Tuesday, October 17, 2006

Should Democrats be Gracious in Victory?

I'm inclined to say yes, but just because I'm a fan of graciousness in general. But when Cal Thomas asks the question, well, you know what he thinks.
Shortly after Republicans won a majority in the 1994 elections, I recall warning them not to be arrogant. Have your celebrations, I said. Enjoy your new status, but don't use the gavel as a club. Kindness and grace in victory, I noted, goes a long way. Because Republicans chose to crow instead of the harder, but more rewarding path of pursuing consensus, they now appear about to reap what they have sown. In addition to watching Democrats, if they are victorious, pursue previously failed policies, Republicans will also have to put up with endless investigations of the Bush administration, which can only fuel bitterness and further paralyze government.

If Democrats win one or both houses, they will face the same choices Republicans had in 1994. They can return fire, like some Middle East revenge-seeker, perpetuating a cycle that never stops, or they can announce that America's problems and challenges are too large for one party and work with Republicans toward common objectives. My guess is Democrats will crow like the Republicans did and begin to position themselves to grab the White House in 2008, giving immediate problems a lower priority.
I think it's funny that after more than a decade of Conservative triumphalism and Democrat bashing, they are scolding Democrats in advance for taking advantage of their new situation.
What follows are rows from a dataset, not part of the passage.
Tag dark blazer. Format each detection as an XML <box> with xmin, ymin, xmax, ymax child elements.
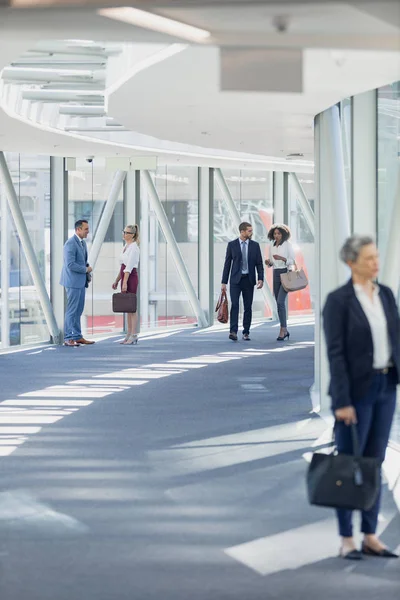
<box><xmin>221</xmin><ymin>239</ymin><xmax>264</xmax><ymax>285</ymax></box>
<box><xmin>323</xmin><ymin>279</ymin><xmax>400</xmax><ymax>410</ymax></box>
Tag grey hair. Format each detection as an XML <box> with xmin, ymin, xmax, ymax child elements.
<box><xmin>339</xmin><ymin>234</ymin><xmax>375</xmax><ymax>263</ymax></box>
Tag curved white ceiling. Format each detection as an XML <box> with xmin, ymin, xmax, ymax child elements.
<box><xmin>0</xmin><ymin>2</ymin><xmax>400</xmax><ymax>170</ymax></box>
<box><xmin>109</xmin><ymin>46</ymin><xmax>400</xmax><ymax>160</ymax></box>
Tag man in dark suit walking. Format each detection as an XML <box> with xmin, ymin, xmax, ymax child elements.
<box><xmin>221</xmin><ymin>222</ymin><xmax>264</xmax><ymax>342</ymax></box>
<box><xmin>60</xmin><ymin>219</ymin><xmax>94</xmax><ymax>346</ymax></box>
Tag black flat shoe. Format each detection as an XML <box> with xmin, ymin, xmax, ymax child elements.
<box><xmin>339</xmin><ymin>550</ymin><xmax>363</xmax><ymax>560</ymax></box>
<box><xmin>276</xmin><ymin>331</ymin><xmax>290</xmax><ymax>342</ymax></box>
<box><xmin>361</xmin><ymin>544</ymin><xmax>399</xmax><ymax>558</ymax></box>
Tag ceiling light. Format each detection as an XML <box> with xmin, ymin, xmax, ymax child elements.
<box><xmin>97</xmin><ymin>6</ymin><xmax>210</xmax><ymax>42</ymax></box>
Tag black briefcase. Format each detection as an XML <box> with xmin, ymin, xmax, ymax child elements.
<box><xmin>113</xmin><ymin>292</ymin><xmax>137</xmax><ymax>312</ymax></box>
<box><xmin>307</xmin><ymin>425</ymin><xmax>381</xmax><ymax>510</ymax></box>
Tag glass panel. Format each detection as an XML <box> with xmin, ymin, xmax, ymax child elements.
<box><xmin>68</xmin><ymin>159</ymin><xmax>124</xmax><ymax>335</ymax></box>
<box><xmin>2</xmin><ymin>152</ymin><xmax>50</xmax><ymax>346</ymax></box>
<box><xmin>288</xmin><ymin>173</ymin><xmax>315</xmax><ymax>315</ymax></box>
<box><xmin>378</xmin><ymin>81</ymin><xmax>400</xmax><ymax>443</ymax></box>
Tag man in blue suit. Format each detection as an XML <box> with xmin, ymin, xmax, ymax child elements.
<box><xmin>221</xmin><ymin>222</ymin><xmax>264</xmax><ymax>342</ymax></box>
<box><xmin>60</xmin><ymin>219</ymin><xmax>94</xmax><ymax>347</ymax></box>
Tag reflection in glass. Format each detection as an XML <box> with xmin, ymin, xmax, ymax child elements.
<box><xmin>377</xmin><ymin>82</ymin><xmax>400</xmax><ymax>442</ymax></box>
<box><xmin>0</xmin><ymin>152</ymin><xmax>50</xmax><ymax>346</ymax></box>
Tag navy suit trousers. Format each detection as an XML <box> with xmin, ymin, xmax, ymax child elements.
<box><xmin>335</xmin><ymin>369</ymin><xmax>396</xmax><ymax>537</ymax></box>
<box><xmin>229</xmin><ymin>275</ymin><xmax>254</xmax><ymax>333</ymax></box>
<box><xmin>64</xmin><ymin>287</ymin><xmax>86</xmax><ymax>340</ymax></box>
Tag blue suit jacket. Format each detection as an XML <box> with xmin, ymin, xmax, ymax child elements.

Poor Republicans - my heart really goes out to them.

Cal Thomas then does a section on Micro-Loans which are a good idea in some regards, and he proposes that Republicans champion this way of preying on the poor, in the guise of helping them. That's maybe a little too harsh; Micro-loans could be a good idea if implemented correctly. They certainly have done good things in Southeast Asia and Africa. But if handled poorly they could also be another way for people who already have plenty of money to siphon off a bit more money from the poor.